PricewaterhouseCoopers’ bi-annually Private Business Barometer of 758 businesses has revealed that 81 percent say difficulties in accessing credit could stop them meeting their growth targets in the next year, while more than 60 percent have had their debt levels reviewed by banks during the last six months.
The survey has found that banks continue to clamp down on Australian businesses, particularly Australia’s small to medium-sized companies. Half of the respondents said the banks had been more restrictive in regards to debt covenants, while more than 45 percent have had their loan rates increased. Almost 30 percent said they had been asked to put up additional security by the banks.
According to PwC partner, Greg Will, in an effort to get closer to business customers, banks have in fact taken a very hard line approach when it comes to funding.
“They are taking an inordinate amount of time to process information and asking for a lot of documentation, such as business plans,” he said.
“They are not actually looking at the commerciality of a business, they are looking at their lending policies and being very black and white.”
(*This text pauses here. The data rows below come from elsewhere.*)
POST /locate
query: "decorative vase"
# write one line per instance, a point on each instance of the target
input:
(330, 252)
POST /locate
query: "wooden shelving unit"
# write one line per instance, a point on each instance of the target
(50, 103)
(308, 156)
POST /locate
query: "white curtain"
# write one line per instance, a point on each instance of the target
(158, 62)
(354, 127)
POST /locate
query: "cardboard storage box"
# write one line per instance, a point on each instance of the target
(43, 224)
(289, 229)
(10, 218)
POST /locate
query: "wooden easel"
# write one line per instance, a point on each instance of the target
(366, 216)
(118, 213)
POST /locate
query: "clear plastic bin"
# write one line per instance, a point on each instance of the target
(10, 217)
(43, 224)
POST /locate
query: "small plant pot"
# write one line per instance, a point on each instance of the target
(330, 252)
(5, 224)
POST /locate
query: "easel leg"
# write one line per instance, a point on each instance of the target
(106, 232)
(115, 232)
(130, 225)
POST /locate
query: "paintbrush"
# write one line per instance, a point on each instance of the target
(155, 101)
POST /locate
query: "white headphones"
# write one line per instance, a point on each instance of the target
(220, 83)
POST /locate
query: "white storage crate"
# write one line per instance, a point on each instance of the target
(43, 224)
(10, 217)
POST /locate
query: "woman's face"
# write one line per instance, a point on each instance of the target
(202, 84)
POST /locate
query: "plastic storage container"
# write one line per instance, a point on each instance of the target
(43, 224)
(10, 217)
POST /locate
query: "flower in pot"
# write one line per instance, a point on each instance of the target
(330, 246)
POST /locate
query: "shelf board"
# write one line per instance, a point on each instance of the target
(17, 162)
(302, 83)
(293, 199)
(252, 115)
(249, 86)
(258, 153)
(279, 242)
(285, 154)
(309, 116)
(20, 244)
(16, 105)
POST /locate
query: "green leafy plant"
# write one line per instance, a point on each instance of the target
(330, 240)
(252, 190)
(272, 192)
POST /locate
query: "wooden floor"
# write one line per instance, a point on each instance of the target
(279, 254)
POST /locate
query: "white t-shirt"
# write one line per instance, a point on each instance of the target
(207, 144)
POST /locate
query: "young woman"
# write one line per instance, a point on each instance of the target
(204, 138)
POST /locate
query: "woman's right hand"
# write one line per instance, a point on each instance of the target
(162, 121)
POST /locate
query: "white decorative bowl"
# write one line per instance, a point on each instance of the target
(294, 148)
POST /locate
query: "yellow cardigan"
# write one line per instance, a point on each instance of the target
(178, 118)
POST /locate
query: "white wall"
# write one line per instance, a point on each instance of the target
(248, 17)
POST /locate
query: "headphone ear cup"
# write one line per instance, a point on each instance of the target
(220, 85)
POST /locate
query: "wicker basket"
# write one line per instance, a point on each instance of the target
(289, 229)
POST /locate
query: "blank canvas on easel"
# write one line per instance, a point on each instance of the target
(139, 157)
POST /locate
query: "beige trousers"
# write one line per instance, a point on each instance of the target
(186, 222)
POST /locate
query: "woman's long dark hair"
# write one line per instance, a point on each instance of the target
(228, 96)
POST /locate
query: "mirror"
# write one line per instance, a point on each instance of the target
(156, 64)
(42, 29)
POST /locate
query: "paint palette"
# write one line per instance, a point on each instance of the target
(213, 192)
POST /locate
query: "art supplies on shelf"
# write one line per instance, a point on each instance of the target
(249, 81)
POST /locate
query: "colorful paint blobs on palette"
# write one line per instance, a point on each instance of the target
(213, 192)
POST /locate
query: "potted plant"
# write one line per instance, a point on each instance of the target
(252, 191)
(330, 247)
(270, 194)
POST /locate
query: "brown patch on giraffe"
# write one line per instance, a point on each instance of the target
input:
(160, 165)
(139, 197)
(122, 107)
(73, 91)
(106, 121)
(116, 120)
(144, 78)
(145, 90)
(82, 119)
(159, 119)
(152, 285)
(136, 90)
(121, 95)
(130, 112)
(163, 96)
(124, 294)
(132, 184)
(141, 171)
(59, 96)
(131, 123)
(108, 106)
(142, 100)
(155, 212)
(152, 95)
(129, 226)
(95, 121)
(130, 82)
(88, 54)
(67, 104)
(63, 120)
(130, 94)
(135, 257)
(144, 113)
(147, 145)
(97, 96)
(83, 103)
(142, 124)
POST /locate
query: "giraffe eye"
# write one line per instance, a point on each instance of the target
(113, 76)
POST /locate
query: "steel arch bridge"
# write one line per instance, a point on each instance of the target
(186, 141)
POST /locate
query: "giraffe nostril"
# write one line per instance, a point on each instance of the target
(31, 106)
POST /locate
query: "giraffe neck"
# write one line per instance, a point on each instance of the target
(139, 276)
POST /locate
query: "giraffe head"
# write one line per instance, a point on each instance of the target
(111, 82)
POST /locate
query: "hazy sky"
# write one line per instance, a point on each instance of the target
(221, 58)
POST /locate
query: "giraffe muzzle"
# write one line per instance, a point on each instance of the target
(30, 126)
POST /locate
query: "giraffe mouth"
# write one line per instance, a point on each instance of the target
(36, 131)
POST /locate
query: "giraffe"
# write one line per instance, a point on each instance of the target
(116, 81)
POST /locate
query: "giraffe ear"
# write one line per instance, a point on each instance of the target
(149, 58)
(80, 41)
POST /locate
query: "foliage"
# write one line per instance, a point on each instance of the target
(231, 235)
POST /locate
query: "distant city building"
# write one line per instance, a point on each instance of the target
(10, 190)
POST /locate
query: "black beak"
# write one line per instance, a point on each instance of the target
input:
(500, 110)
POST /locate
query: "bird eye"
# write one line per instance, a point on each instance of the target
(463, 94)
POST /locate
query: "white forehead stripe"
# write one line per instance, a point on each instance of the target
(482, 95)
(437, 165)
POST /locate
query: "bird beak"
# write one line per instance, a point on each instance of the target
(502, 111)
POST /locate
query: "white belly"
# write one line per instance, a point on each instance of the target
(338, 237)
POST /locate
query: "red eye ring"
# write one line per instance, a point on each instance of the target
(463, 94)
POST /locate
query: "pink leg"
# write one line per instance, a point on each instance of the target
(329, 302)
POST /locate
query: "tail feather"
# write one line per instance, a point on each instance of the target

The report also found that, many businesses are struggling to find their way as the economy recovers, with 80 percent reporting they do not have a recovery plan in place.
Will says this lack of planning has hurt many businesses and will continue to do so.
“They are like a sailing boat on this big rough sea. The sea is taking them where’s its taking them, but they are not in control. Now there’s a bit more stability, they are looking back and seeing that they are way off course,” he said.